И потупился, ожидая оценки. Кокотов помедлил, поморщил лоб, пожевал губами, даже чуть нахмурился, как это делали в свое время его суровые литературные учителя, и наконец, после долгой паузы, словно нехотя произнес:

– А вы знаете, неплохо! Остро, чеканно…

– Вы не поверите, но даже Коля Асеев завидовал моим составным рифмам! Говорил: «Жаль, Володька застрелился – вот бы порадовался!»

– Поверю, – ответил писатель, вставляя ключ в замок. – Но про «клику абрамовичей» я бы не стал…

– Вы считаете? – огорчился Бездынько. – А Жукову понравилось бы!

– Вот ему и почитайте!

– Он теперь коробится…

– Подождите, пока перекоробится! – буркнул Андрей Львович, скрываясь от назойливого пенсионера за дверью.

– Когда перекоробится – поздно будет… – донесся вздох поэта.

2. «Гиптруб»

Зайдя в комнату, писатель не успел порадоваться избавлению от Бездынько, как вдруг ощутил себя брошенным и никому не нужным. После трех дней, проведенных в обществе Жарынина, который повелевал Кокотовым, будто сержант-садист интеллигентным новобранцем, жизнь показалась автору «Полыньи счастья» унылой и бессмысленной. А исчезновение многообещавшей Натальи Павловны дополнило одиночество терпкой сердечной обидой.

Он поскитался по комнате, отвязал, встав на мыски, от люстры клочок серебряной новогодней канители и зачем-то вставил его в фарфоровый носик дулевского чайника. Потом, открыв трескучую дверь, Андрей Львович вышел в лоджию, подышал, оторвал от рябиновой кисти рыжую ягодку и задумчиво сжевал. Вяжущая горечь во рту, совпав с горечью душевной, нежданно утешила его, перейдя в некую гармоничную тоску.

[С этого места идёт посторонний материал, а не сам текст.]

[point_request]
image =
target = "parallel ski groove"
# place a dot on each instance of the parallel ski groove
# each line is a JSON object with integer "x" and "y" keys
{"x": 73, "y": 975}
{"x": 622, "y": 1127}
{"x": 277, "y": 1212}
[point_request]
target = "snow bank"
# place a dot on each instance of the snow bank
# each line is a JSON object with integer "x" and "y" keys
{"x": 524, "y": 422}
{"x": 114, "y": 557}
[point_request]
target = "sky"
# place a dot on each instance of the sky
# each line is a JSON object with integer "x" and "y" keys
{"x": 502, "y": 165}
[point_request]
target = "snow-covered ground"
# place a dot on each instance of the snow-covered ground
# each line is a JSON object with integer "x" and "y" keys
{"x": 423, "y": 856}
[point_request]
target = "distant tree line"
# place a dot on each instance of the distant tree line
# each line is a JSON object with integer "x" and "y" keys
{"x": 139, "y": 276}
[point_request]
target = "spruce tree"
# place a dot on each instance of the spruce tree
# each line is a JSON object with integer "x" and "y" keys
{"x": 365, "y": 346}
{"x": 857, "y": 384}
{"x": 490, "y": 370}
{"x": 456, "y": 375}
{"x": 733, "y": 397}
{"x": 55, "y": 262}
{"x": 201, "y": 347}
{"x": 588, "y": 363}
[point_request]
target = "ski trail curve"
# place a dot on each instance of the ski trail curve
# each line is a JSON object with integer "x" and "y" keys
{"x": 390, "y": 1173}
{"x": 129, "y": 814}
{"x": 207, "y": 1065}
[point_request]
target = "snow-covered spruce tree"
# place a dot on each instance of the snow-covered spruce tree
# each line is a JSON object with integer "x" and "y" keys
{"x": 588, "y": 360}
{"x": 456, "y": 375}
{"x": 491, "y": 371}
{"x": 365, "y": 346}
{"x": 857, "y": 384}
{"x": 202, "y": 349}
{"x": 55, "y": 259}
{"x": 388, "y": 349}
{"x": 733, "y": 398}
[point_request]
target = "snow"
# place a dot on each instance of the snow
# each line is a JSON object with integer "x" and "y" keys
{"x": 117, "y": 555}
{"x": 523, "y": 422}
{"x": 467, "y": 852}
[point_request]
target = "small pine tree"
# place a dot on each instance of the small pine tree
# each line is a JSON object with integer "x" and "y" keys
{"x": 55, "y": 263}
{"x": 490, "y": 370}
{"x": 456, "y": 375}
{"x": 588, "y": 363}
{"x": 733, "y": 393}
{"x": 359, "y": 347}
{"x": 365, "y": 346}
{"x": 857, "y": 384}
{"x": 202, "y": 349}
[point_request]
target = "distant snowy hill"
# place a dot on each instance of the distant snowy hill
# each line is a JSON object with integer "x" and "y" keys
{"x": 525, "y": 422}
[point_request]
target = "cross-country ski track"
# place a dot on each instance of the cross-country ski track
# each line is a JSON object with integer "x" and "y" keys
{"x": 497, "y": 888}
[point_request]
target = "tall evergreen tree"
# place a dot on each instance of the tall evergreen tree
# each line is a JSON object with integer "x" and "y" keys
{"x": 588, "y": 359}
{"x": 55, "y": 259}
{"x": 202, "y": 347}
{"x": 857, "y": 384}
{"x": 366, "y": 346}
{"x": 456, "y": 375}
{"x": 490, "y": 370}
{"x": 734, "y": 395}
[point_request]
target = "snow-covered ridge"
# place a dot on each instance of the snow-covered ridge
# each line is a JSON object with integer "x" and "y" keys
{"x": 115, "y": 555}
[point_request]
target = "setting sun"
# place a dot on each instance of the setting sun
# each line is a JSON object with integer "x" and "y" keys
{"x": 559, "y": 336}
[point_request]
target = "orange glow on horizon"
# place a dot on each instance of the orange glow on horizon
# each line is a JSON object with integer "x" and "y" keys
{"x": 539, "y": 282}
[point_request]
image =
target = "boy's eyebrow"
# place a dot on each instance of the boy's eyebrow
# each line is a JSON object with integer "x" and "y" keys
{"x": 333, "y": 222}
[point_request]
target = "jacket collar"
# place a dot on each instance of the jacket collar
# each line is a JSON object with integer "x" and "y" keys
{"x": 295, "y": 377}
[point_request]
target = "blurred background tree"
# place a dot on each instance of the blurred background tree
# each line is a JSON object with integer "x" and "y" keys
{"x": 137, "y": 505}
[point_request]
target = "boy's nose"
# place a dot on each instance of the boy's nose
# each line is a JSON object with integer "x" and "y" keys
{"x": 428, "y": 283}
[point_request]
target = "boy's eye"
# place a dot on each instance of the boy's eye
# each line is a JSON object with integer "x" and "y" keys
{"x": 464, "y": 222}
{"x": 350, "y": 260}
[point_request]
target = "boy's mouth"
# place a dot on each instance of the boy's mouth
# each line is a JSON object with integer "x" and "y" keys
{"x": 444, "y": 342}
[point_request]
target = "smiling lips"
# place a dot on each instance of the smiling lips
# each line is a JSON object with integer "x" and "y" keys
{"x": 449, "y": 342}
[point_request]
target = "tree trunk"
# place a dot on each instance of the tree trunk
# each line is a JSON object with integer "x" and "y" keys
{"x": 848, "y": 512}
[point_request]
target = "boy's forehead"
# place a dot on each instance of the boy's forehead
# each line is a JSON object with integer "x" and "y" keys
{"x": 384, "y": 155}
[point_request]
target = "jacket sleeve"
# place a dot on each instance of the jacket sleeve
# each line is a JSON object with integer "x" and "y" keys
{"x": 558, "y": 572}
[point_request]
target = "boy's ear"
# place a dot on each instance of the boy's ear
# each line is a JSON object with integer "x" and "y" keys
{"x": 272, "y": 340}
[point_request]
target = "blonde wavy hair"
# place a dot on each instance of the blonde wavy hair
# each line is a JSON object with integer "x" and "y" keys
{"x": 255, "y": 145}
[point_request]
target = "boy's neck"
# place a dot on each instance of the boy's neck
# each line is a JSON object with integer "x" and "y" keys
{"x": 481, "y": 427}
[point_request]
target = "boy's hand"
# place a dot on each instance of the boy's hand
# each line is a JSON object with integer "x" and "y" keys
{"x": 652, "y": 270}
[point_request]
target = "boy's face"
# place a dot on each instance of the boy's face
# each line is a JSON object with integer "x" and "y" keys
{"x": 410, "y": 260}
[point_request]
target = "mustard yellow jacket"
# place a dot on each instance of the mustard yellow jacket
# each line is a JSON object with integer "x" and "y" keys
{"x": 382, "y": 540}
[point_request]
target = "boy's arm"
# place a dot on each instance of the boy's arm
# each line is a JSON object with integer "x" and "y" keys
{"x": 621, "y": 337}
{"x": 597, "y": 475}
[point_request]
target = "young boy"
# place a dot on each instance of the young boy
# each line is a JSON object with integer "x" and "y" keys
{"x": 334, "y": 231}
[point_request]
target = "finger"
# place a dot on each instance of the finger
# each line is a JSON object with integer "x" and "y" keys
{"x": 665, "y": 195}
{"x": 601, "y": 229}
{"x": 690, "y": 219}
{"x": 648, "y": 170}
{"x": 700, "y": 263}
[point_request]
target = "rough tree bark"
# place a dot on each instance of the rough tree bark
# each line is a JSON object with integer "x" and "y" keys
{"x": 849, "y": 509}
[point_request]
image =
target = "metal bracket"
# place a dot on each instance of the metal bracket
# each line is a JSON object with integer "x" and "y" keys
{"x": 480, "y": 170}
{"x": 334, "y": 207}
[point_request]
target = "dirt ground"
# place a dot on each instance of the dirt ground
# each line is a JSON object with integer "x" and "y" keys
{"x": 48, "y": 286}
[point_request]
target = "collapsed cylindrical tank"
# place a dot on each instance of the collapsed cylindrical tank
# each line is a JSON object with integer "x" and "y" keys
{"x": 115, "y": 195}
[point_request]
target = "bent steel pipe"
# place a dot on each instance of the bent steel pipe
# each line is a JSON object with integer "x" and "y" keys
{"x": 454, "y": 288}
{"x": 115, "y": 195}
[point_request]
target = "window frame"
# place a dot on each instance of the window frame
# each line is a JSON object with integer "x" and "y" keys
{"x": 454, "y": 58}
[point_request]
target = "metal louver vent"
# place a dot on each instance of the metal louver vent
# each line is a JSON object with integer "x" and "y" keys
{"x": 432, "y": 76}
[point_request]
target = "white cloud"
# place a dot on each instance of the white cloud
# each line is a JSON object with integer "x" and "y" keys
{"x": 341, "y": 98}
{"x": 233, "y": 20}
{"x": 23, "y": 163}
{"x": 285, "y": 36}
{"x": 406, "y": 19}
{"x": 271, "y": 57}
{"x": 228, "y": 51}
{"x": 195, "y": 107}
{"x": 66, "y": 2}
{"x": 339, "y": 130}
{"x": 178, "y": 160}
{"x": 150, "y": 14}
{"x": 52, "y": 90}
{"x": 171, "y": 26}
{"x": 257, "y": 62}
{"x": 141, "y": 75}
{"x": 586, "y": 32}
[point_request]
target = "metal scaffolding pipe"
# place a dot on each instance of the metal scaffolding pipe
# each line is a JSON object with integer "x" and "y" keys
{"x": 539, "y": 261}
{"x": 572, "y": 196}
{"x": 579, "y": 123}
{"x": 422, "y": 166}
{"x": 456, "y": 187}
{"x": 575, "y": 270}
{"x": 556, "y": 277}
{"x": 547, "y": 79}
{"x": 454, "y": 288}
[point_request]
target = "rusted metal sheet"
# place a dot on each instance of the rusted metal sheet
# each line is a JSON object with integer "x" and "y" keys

Да и сам расстилающийся внизу осенний пейзаж настраивал на тихое, жизнеутверждающее уныние. Было пасмурно. Далеко-далеко, почти на горизонте, блеклой дневной свечкой маячила монастырская колоколенка. Три пруда, уходившие уступами вдаль, напоминали цветом свинчатки, которые мальчик Кокотов тайком от матери выплавлял на кухонной конфорке в баночке из-под гуталина. За прудами, почти у ограды, виднелся белый купол дальней беседки – туда еще соавторы в своих творческих прогулках не забредали. Сверху было видно, как территорию «Ипокренина» огибает узкая серая дорога: нырнув под арку и раздвинув желто-зеленый лес на пробор, она устремляется к Ярославскому шоссе, невидимому отсюда.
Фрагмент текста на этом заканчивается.